Consider the following C-function:

double foo (int n) {
 int i; 
 double sum; 
 if (n == 0) return 1.0; 
 else { 
        sum = 0.0; 
        for (i = 0; i < n; i++) 
            sum + = foo (i); 
        return sum; 
      }
}

The space complexity of the above function is

1)  O(1)
2)  O(n)
3)  O(n!)
4)  O(n^n)

in the above question, according to me, answer should be (2) but answer is given as (3) option. Although it is recursive function but stack will never have more than O(n) stack depth.
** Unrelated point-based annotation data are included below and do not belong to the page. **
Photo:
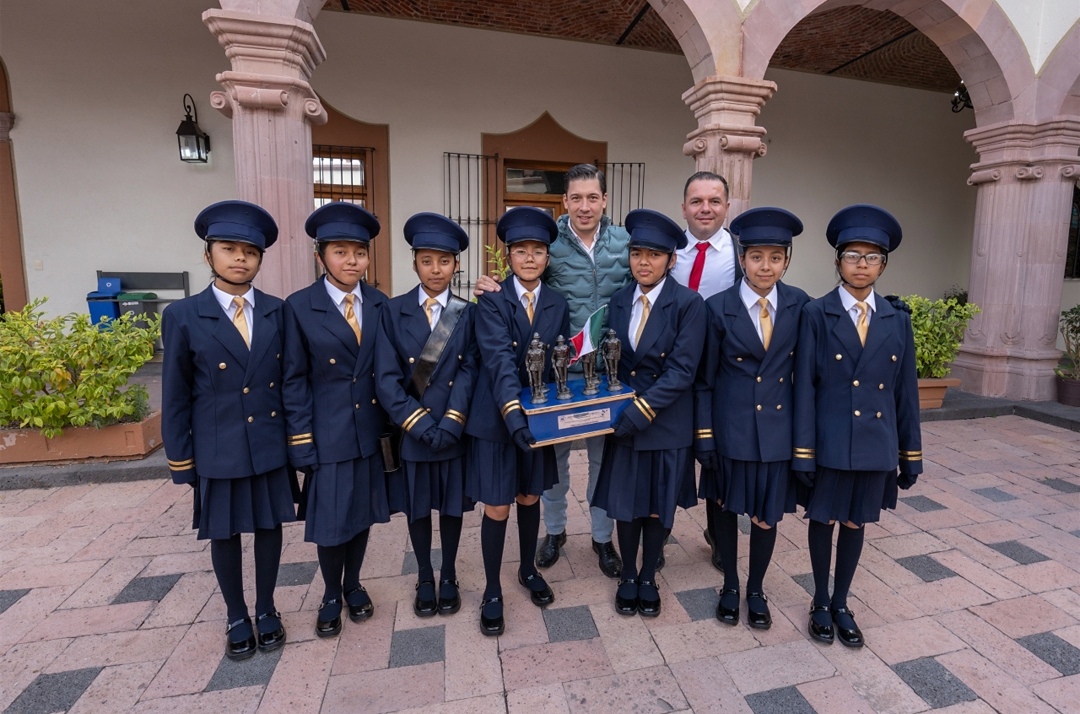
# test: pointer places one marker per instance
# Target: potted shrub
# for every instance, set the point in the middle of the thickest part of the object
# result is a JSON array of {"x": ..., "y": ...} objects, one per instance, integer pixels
[
  {"x": 64, "y": 385},
  {"x": 1068, "y": 371},
  {"x": 939, "y": 328}
]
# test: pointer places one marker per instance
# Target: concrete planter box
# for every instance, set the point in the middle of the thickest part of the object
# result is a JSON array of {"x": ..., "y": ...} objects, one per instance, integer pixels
[
  {"x": 121, "y": 441},
  {"x": 932, "y": 391}
]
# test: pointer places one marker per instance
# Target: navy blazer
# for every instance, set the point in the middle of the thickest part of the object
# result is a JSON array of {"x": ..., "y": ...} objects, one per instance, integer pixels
[
  {"x": 856, "y": 408},
  {"x": 221, "y": 413},
  {"x": 662, "y": 368},
  {"x": 403, "y": 332},
  {"x": 743, "y": 394},
  {"x": 331, "y": 406},
  {"x": 502, "y": 335}
]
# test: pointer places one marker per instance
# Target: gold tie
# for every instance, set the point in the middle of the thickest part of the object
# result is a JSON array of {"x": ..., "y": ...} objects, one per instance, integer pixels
[
  {"x": 429, "y": 307},
  {"x": 350, "y": 314},
  {"x": 766, "y": 323},
  {"x": 640, "y": 325},
  {"x": 240, "y": 320},
  {"x": 528, "y": 307},
  {"x": 863, "y": 325}
]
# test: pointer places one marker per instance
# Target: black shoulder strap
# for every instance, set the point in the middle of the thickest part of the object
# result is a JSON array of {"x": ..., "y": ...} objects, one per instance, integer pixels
[{"x": 436, "y": 342}]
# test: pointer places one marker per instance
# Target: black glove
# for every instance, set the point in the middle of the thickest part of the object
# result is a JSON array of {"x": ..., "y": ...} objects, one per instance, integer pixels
[
  {"x": 524, "y": 439},
  {"x": 428, "y": 438},
  {"x": 443, "y": 440},
  {"x": 898, "y": 304},
  {"x": 709, "y": 459},
  {"x": 806, "y": 477},
  {"x": 623, "y": 426},
  {"x": 905, "y": 481}
]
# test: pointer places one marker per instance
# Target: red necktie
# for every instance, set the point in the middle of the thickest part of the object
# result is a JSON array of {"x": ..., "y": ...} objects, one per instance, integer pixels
[{"x": 699, "y": 265}]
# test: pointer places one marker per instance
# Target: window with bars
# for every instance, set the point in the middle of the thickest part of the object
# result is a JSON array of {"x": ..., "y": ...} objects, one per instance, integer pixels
[
  {"x": 478, "y": 188},
  {"x": 1072, "y": 256}
]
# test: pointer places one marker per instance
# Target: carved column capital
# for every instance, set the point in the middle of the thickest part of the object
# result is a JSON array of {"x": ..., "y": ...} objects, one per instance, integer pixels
[
  {"x": 272, "y": 59},
  {"x": 7, "y": 122}
]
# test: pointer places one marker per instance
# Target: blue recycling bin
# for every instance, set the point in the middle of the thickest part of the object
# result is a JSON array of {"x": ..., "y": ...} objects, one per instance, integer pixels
[{"x": 103, "y": 304}]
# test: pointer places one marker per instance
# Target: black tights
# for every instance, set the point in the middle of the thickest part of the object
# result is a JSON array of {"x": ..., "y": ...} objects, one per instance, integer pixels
[{"x": 225, "y": 554}]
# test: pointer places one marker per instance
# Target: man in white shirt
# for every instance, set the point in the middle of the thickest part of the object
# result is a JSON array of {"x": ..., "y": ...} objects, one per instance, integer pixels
[{"x": 709, "y": 264}]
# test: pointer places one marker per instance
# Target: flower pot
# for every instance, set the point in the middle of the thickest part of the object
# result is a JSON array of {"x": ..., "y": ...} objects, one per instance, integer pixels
[
  {"x": 119, "y": 441},
  {"x": 1068, "y": 391},
  {"x": 932, "y": 391}
]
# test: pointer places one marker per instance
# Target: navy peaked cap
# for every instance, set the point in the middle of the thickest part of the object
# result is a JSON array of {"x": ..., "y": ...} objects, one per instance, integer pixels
[
  {"x": 527, "y": 224},
  {"x": 766, "y": 226},
  {"x": 655, "y": 230},
  {"x": 341, "y": 221},
  {"x": 864, "y": 223},
  {"x": 237, "y": 220},
  {"x": 435, "y": 232}
]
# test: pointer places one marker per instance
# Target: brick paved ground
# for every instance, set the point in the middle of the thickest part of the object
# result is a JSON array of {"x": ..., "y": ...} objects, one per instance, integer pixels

Can anyone explain me why is this answer (3) and where am I thinking wrong?

Answer 1

If You needed time complexity then it is certainly not O(N!) as many suggest but way less then that it is O(2^N).

Proof:-

T(N) = T(N-1) + T(N-2) + T(N-3) + T(N-4)........T(1)

moreover by above formula

T(N-1) = T(N-2) + T(N-3)...... T(1)

hence T(N) = T(N-1) + T(N-1) = 2*T(N-1)

solving above gives T(N) = O(2^N)

Whereas if you needed space complexity then for recursive function space complexity is calculated by the amount of stack space at max occupied by it at a moment and that in this case cannot exceed of O(N)

But in any case the answer is not O(N!) because that many computations are not done at all so how can stack occupy that much space.

Note:- Try to run the function for n = 20 if it doesnt cause memory overflow then answer given in text will be 20! which is larger than any memory but i think it will run in O(2^20) time without any stack overflow.

Answer 2

Space complexity is O(N). at any given time the space used is limited to: N*sizeof_function_call_which_is_a_constant.

Answer 3

Think of it like this:

To calculate foo(n) . The program have to calculate: foo(0)+foo(1)+foo(2) ... foo(n-1):

Similarly for foo(n-1). The program have to recursively calculate: foo(0) + foo(1) + ... foo(n-2).

Basically you will have O(foo(n)) = n! + (n-1)! + (n-2)! + ... 1! = O(n!).

Hope this is clear.